Łukasz Furman, Informacja własna
2010-08-01
Niczym Arthur Abraham swoją walkę przegrał przed momentem zwycięzca trzeciej edycji programu "The Contender", Sakio Bika (28-4-2, 19 KO).
Kameruńczyk już w pierwszej minucie rzucił na deski Jeana Paula Mendy (29-0-1, 16 KO), ale gdy ten jeszcze klęczał, nieoczekiwanie "Skorpion" pociągnął jeszcze potwornym podbródkiem, nokautując ciężko bezbronnego Francuza. Doświadczony sędzia Joe Cortez nie miał żadnych wątpliwości i zdyskwalifikował Bikę. Tym samym półprzytomny Mendy został oficjalnym pretendentem federacji IBF kategorii super średniej.
Boks to nie MMA.
To wina sędziego, z reszto Cortez ostatnio popełnia gafy.

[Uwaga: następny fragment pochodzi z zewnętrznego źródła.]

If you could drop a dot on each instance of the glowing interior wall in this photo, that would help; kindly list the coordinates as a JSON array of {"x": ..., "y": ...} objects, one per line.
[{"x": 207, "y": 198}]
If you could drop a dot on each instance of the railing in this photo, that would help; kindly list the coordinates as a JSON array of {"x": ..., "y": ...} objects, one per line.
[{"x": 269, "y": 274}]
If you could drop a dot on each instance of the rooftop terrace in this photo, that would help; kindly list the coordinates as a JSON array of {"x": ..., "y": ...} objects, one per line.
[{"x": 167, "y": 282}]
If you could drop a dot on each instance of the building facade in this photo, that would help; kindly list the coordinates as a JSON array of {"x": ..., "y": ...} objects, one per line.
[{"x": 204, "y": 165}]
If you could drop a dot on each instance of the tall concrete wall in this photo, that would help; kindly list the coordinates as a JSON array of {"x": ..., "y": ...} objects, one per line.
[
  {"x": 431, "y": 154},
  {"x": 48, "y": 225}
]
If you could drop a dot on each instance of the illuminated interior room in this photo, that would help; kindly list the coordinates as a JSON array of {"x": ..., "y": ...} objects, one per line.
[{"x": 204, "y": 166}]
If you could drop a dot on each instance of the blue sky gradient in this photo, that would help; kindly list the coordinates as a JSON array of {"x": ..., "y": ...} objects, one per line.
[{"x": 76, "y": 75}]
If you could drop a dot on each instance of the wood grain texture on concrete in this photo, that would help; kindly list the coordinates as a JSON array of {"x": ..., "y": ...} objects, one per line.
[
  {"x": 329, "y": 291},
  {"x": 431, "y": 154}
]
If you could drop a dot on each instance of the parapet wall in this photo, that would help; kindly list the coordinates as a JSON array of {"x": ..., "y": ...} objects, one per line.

O czym Ty mowisz?Jaka wina sedziego?
Nie ogladalem tej walki,ale chyba byla komenda stop/break,czyz nie?
A skoro zawodnik oddaje cios po komendzie break i przeciez widzi ze jest knock down-ze przeciwnik kleczy to o co Ci chodzi.
Sedzia przerwal walke,nastapil faul,wiec zdyskwalifikowal zawodnika.Zrobi wszystko to co do niego nalezalo.
Co wedlug Ciebie mial jeszcze zrobic?Mial sie tam miedzy nich rzucic jak Tomaszewski na Wembley?